DIGITAL LIBRARY
LEVERAGING AI AND TEAM-BASED LEARNING TO ENHANCE REMEDIATION AND REDUCE FACULTY WORKLOAD IN MEDICAL EDUCATION
American University of Antigua (ANTIGUA AND BARBUDA)
About this paper:
Appears in: EDULEARN24 Proceedings
Publication year: 2024
Pages: 4896-4899
ISBN: 978-84-09-62938-1
ISSN: 2340-1117
doi: 10.21125/edulearn.2024.1203
Conference name: 16th International Conference on Education and New Learning Technologies
Dates: 1-3 July, 2024
Location: Palma, Spain
Abstract:
Addressing the challenges of remediation in medical education, the American University of Antigua College of Medicine developed an innovative approach to support second-year medical students who were repeating coursework. The introduction of the Cognitive Processing Course, which initially involved intensive weekly assignments on histopathological images, marked the beginning of the journey toward enhancing student learning and well-being. Despite its success, the program's demanding nature prompted a shift towards a more sustainable model—Team-Based Learning (TBL).

This revised strategy aimed to preserve the program's strengths while alleviating the workload for both students and faculty. By focusing on historically challenging learning objectives and incorporating artificial intelligence, particularly ChatGPT, we streamlined the content identification process, ensuring a rigorous review to uphold content quality and accuracy. Transitioning to TBL, involving fewer but more focused sessions, resulted in an impressive pass rate of 86% and a marked decrease in faculty workload.

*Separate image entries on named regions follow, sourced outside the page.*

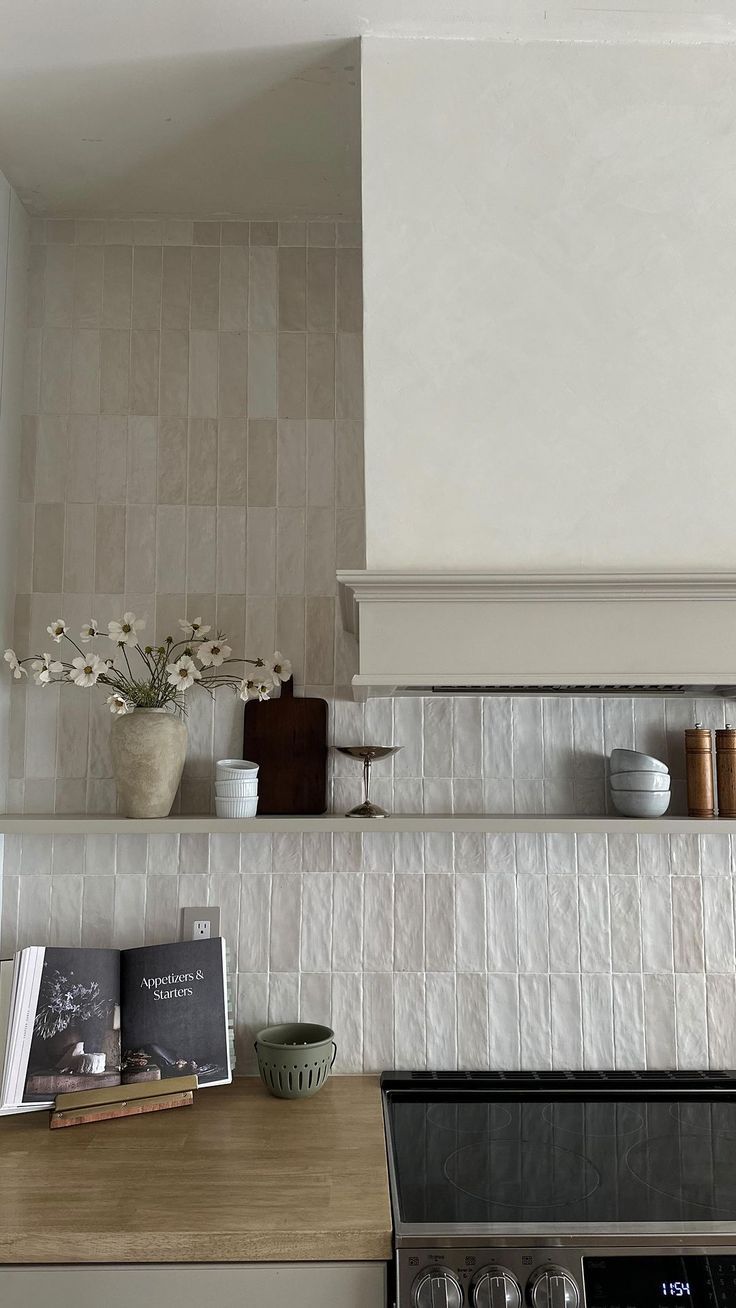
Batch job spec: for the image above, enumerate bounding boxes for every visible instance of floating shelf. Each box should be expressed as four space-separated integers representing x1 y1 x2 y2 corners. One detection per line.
0 814 736 836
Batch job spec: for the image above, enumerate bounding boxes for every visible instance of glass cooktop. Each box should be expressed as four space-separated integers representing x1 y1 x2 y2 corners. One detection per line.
388 1093 736 1224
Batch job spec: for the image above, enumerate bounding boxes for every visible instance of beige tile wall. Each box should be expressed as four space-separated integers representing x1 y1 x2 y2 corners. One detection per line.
9 220 365 812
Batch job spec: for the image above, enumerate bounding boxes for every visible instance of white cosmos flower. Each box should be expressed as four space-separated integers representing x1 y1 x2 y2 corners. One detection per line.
179 617 212 641
31 654 64 685
107 613 145 645
166 654 201 691
105 695 129 717
269 650 292 685
197 641 233 667
238 676 273 700
69 654 107 687
3 650 27 681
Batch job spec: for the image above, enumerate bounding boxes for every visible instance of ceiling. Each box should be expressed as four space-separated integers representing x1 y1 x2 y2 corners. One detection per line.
0 0 736 218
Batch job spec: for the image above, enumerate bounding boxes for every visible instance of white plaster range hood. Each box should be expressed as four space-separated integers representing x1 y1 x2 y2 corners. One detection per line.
337 570 736 698
339 38 736 696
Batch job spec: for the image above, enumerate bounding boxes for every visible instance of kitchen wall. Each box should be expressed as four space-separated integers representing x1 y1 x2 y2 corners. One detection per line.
361 39 736 572
3 831 736 1073
0 173 29 810
0 209 736 1071
9 220 365 812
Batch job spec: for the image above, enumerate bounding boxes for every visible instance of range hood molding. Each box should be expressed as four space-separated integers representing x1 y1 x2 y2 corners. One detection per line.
337 570 736 698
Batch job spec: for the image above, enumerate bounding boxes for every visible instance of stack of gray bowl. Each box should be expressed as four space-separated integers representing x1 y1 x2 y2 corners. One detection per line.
611 749 669 818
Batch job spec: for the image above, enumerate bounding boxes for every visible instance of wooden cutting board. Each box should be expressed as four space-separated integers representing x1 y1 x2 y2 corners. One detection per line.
243 679 327 814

This presentation will explore the integration of strategic technological advancements in academic settings, demonstrating how they can elevate educational productivity, enhance learning outcomes, and reduce the strain on educators. We will share insights and outcomes from our revised remedial program, illustrating how a balanced and technology-informed approach can foster student success and faculty well-being in the demanding context of medical education.
Keywords:
Medical education, Remediation, Team-Based Learning (TBL), Artificial intelligence (AI), ChatGPT, Learning outcomes, Educational productivity, Faculty workload, Student success, Well-being, Academic innovation, Educational technology, Curriculum development.